A few years ago a friend of mine told me that every Sunday when his pastor publicly led willing souls in the "sinner's prayer," he prayed along with it. He did this every Sunday. I asked him why. My friend has been a believer for a long time, and everyone who knows him knows he's a mature Christian and a respected lay leader in his church. So why would he feel the need to repeat the sinner's prayer every week?
He is not a man attacked by doubts, or even fears, for his eternal salvation, but an aspect of his humility before God led him somehow to say the "gettin' saved" words every time. He said he did it "just in case."
I told him I never met an unsaved person who was worried about his salvation, and that the very fact that he was concerned about his salvation was proof in itself he was saved. He later told me that since I said that he hadn't repeated the prayer any more.
Now, let me go on record at least in saying Christians "new" and "old" need the Gospel every day. You and I will need saving faith in Jesus as much on our last day of living as we did on the first. In that sense, confessing our sins in a spirit of repentance and expressing faith in the saving life and work of Jesus Christ is something we ought to do every day, not just every Sunday.
But at the same time, we need not do it for fear we somehow "lost" it between prayers. In fact, we should continue to cling to Jesus like first-time converting sinners not because salvation is tenuous but actually because the salvation of Jesus is sure.
This is one of those neat paradoxes, I think, where our lack of confidence in ourselves drives more into the arms of Jesus. Our doubts and fears, in this sense, are actually the biggest expressions of faith, because we know there is nothing that can cure or repair our desperation other than the saving love of Jesus Christ.
Christians, be confident in this -- when you are most concerned about your salvation, your faith is much stronger than you realize.
I know; it doesn't make sense. "If my faith is strong, why do I doubt it?" you ask. "If I am really saved, why don't I feel like it?"
The answer to the first question is this: When you are doubting your own faith, you are in the blessed position of realizing you cannot save yourself. It is that moment, believe it or not, the moment when you are thinking most less of yourself (if you follow what I mean) that Christ most increases in you. Look, strong faith is not always about supreme confidence in your own Christianosity. ;-) It is actually about your recognition of your own deficiencies and your inabilities, and thereby about your recognition that you really, really need Jesus because you just don't know if you can make it on your own.

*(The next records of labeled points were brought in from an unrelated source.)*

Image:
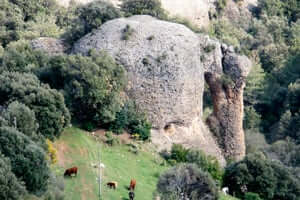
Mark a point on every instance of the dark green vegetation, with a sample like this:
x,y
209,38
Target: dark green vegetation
x,y
271,39
10,187
268,179
186,181
40,93
209,164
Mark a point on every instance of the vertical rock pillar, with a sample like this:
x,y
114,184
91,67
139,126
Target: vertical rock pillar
x,y
226,88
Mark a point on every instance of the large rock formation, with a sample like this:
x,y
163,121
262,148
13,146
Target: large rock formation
x,y
166,64
196,11
225,73
162,58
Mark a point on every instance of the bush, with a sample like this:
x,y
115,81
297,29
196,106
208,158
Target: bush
x,y
132,120
92,85
268,179
28,160
48,104
91,16
19,115
251,118
206,163
179,153
186,181
143,7
111,139
10,187
127,32
52,152
252,196
20,57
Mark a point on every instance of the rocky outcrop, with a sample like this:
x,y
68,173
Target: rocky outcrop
x,y
166,64
196,11
162,60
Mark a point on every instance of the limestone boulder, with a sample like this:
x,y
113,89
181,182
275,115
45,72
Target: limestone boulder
x,y
162,59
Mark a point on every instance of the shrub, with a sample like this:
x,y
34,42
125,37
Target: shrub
x,y
127,32
132,120
52,152
207,163
10,187
111,139
143,7
20,57
92,85
179,153
48,104
269,179
251,118
28,160
91,16
19,115
252,196
186,181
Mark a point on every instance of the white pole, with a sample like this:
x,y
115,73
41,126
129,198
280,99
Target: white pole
x,y
99,166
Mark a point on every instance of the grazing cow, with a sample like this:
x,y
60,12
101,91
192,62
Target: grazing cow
x,y
71,171
112,184
132,185
225,190
131,195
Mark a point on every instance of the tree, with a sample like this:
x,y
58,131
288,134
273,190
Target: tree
x,y
20,57
143,7
186,181
269,179
10,187
23,117
28,160
48,104
92,85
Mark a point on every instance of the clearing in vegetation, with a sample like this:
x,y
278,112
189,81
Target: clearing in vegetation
x,y
78,148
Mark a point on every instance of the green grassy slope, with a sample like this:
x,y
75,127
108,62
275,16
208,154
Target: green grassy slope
x,y
76,148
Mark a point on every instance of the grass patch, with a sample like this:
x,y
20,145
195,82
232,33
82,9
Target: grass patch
x,y
76,148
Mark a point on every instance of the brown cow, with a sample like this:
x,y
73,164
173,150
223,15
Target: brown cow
x,y
112,184
132,185
71,171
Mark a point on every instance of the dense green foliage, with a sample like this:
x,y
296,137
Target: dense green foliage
x,y
48,104
143,7
22,118
269,179
10,187
20,57
132,120
28,160
27,20
91,85
207,163
186,181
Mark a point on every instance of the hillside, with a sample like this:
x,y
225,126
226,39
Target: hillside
x,y
79,148
76,148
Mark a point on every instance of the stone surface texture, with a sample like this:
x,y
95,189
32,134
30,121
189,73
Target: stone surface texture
x,y
167,65
196,11
50,45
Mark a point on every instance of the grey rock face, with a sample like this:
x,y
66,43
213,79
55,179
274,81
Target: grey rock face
x,y
166,64
163,64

The second "assurance of salvation" becomes about feeling great and feeling confident and feeling empowered (or whatever), it has become more about you and less about Jesus. It is not for nothing the Bible says "He must increase, I must decrease."

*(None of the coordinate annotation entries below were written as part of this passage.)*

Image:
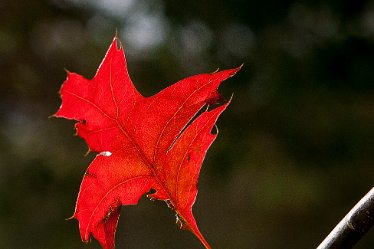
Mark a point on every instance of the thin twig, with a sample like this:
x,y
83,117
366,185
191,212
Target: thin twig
x,y
353,226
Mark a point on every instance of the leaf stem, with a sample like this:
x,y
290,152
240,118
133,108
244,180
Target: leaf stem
x,y
353,226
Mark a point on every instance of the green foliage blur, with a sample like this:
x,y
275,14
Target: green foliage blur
x,y
296,146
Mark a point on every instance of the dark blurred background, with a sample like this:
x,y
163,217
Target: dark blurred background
x,y
296,146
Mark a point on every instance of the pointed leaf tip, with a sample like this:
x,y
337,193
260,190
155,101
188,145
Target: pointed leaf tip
x,y
158,142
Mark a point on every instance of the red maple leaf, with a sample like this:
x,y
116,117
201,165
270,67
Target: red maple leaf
x,y
143,143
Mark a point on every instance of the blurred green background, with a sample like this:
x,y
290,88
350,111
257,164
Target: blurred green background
x,y
296,146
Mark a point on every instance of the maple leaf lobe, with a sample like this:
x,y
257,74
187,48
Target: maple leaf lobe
x,y
143,143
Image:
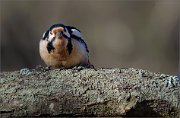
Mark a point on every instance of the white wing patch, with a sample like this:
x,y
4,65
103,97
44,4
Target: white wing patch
x,y
76,33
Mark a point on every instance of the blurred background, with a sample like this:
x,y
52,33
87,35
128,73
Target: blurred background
x,y
119,33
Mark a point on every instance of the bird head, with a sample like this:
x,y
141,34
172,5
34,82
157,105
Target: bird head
x,y
57,36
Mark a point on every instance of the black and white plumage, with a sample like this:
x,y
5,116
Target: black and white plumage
x,y
63,46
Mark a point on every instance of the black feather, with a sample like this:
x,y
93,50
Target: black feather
x,y
50,46
69,46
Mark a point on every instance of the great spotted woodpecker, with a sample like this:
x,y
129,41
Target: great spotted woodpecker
x,y
63,46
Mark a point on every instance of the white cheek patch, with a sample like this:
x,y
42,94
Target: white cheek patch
x,y
76,33
51,36
43,35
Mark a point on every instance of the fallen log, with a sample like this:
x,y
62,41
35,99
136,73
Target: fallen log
x,y
88,92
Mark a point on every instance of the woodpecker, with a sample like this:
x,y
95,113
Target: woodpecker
x,y
63,46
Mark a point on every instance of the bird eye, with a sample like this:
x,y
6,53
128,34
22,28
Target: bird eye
x,y
45,35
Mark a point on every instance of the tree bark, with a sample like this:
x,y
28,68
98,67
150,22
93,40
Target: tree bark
x,y
88,92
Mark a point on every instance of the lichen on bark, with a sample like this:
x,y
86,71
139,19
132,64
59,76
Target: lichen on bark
x,y
88,92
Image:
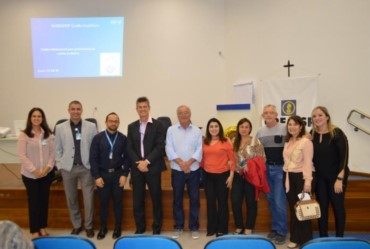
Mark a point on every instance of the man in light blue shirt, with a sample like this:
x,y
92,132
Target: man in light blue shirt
x,y
184,150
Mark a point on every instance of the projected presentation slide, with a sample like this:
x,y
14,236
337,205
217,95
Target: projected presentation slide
x,y
77,47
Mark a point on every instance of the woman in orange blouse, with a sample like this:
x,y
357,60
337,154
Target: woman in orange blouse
x,y
298,154
37,155
219,166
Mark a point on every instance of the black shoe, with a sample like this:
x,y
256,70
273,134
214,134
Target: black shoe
x,y
76,231
102,233
90,233
116,233
140,231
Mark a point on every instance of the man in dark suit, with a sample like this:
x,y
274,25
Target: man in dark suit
x,y
145,147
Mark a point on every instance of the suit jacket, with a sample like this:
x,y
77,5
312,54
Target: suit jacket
x,y
64,144
154,143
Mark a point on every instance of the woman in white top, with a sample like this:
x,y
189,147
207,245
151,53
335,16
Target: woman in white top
x,y
37,155
298,154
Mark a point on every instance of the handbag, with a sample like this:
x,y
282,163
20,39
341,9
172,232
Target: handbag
x,y
307,209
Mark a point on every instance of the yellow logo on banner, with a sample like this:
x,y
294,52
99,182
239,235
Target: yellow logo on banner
x,y
288,107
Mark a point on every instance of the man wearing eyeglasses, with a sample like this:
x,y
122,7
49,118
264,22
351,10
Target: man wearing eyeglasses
x,y
110,167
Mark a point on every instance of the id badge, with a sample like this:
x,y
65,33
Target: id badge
x,y
43,141
78,136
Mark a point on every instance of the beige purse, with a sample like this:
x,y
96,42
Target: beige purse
x,y
307,209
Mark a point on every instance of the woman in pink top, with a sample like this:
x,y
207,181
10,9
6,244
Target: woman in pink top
x,y
37,155
219,166
298,154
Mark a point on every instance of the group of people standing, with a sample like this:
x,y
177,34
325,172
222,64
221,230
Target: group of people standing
x,y
282,161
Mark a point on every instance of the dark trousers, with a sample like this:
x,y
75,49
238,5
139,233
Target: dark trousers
x,y
111,189
191,180
217,202
325,194
300,231
154,186
38,201
243,189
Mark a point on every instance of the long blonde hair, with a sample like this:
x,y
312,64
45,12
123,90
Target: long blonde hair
x,y
331,126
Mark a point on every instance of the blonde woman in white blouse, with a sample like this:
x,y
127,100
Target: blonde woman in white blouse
x,y
37,155
298,154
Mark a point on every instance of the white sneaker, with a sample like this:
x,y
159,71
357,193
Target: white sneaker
x,y
195,234
177,233
292,245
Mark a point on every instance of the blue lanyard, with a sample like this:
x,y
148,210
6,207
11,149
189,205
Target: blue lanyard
x,y
110,141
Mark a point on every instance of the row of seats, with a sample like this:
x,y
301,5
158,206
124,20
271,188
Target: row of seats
x,y
161,242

That sort of responds to the second question -- "If I'm saved, why don't I feel saved?" -- but a follow-up answer to that common question is this: Find feelings in the Scriptures as a reliable barometer of spiritual strength and you will have cause for despair. Let me know if you find it, but until you do, forget judging how much God loves you by how much you feel loved.
This is how much God loves you: He sent His only Son to die and rise again so that anyone who believes in Him won't die but will rise again to eternal life. It doesn't matter how you "feel" about that. It's a done deal. You either believe it or you don't.

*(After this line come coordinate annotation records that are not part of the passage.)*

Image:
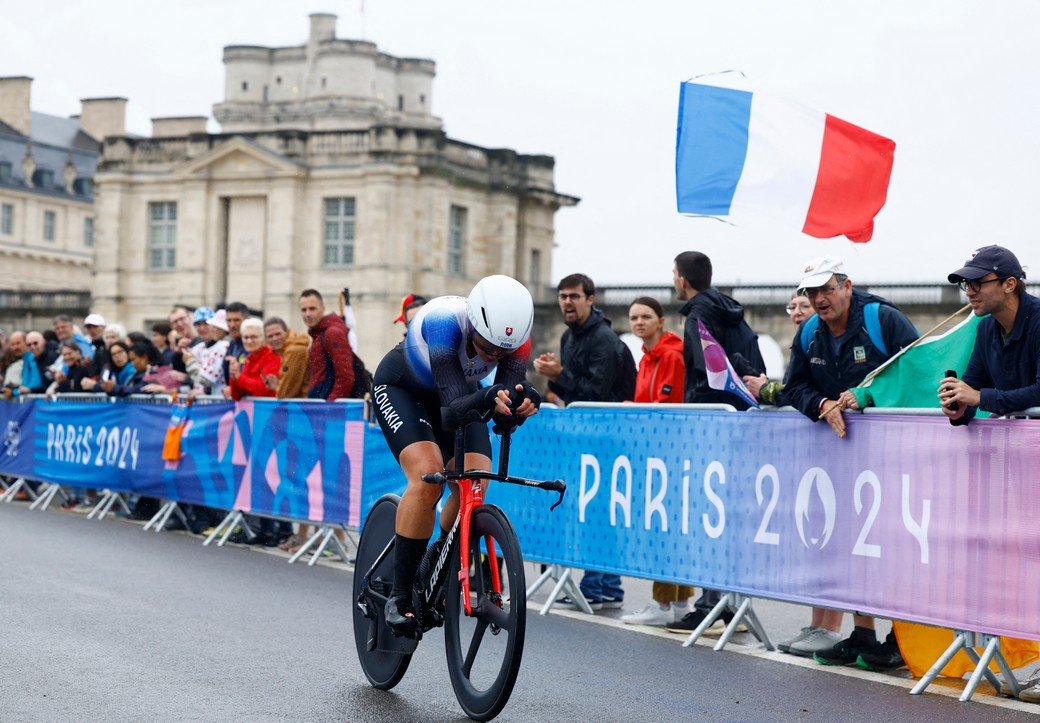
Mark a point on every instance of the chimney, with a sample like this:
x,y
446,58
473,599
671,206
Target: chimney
x,y
104,117
15,103
322,27
184,125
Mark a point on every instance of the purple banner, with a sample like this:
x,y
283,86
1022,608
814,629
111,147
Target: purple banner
x,y
907,517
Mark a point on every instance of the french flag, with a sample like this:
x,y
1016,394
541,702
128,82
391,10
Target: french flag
x,y
743,154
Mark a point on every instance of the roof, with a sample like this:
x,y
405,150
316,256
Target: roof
x,y
63,132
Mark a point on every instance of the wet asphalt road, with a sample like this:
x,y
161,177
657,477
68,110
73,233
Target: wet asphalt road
x,y
102,621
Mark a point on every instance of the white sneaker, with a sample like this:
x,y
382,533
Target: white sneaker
x,y
816,640
651,615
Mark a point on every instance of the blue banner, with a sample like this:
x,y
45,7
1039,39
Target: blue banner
x,y
906,517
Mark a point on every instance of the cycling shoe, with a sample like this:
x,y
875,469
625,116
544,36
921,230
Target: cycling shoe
x,y
399,616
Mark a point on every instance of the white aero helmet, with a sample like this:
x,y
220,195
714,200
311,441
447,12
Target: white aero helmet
x,y
501,310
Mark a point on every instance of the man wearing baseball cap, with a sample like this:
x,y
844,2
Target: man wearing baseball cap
x,y
1003,371
852,333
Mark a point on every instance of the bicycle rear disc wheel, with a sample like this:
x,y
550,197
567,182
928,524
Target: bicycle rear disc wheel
x,y
384,667
484,649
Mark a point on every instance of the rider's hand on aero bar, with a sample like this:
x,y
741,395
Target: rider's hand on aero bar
x,y
511,421
470,408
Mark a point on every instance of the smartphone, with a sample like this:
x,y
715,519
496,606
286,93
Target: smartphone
x,y
956,405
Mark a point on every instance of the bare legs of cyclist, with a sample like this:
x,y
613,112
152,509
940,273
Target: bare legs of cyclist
x,y
415,524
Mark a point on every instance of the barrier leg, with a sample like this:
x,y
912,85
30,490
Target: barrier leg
x,y
757,629
982,668
542,579
320,550
1009,675
960,643
340,548
44,500
217,530
731,627
723,603
174,508
14,489
157,516
102,500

And I got news for you on that note too: Even if you have a hard time believing it, it was still done.
Your doubts and fears are instrumental in your discipleship. They aren't fun, to be sure, but neither are suffering and persecution, and Jesus promised both of those things too. The great news of all of it, however, is that Jesus has you covered. He didn't just die to cover your lies and malice and greed and jealousy and all the other obvious sins -- His blood is powerful enough to cover your doubts and fears too.
And that is how you can have assurance even when you struggle with it. Not by pulling your attitude up by its boot straps, and not by suddenly feeling great about some words of inspiration and hope. But by realizing your doubts and fears are the very atoms of faith. Doubts and fears are faith on the elemental level. Unsaved people don't worry about salvation . . . unless they are in the beginning stages of conversion. So when you experience that peculiar "lack of assurance," be assured -- you are on the cutting edge of the Gospel yet again. It may not feel great, but it can be a great place to be. Anything that makes us throw ourselves at Jesus is worth it.
Do you see now how faith as small as a mustard seed can say to a mountainous system of religious rites and duties "go drown yourself," and it will happen?
Most all of us are familiar with the story of Peter's wet and wild adventure with the walking-on-water Jesus. The lesson of faith in that story actually lay not with Peter's walking on the water nor with his sinking. No, the real difference in that story is that Peter jumped out of the boat in the first place. Whether he strolled or sunk, Jesus was there to lift him up.
Remember that while it is through our faith we are saved, that it is by grace we are saved. Don't worry about worry. Grace covers that, as well.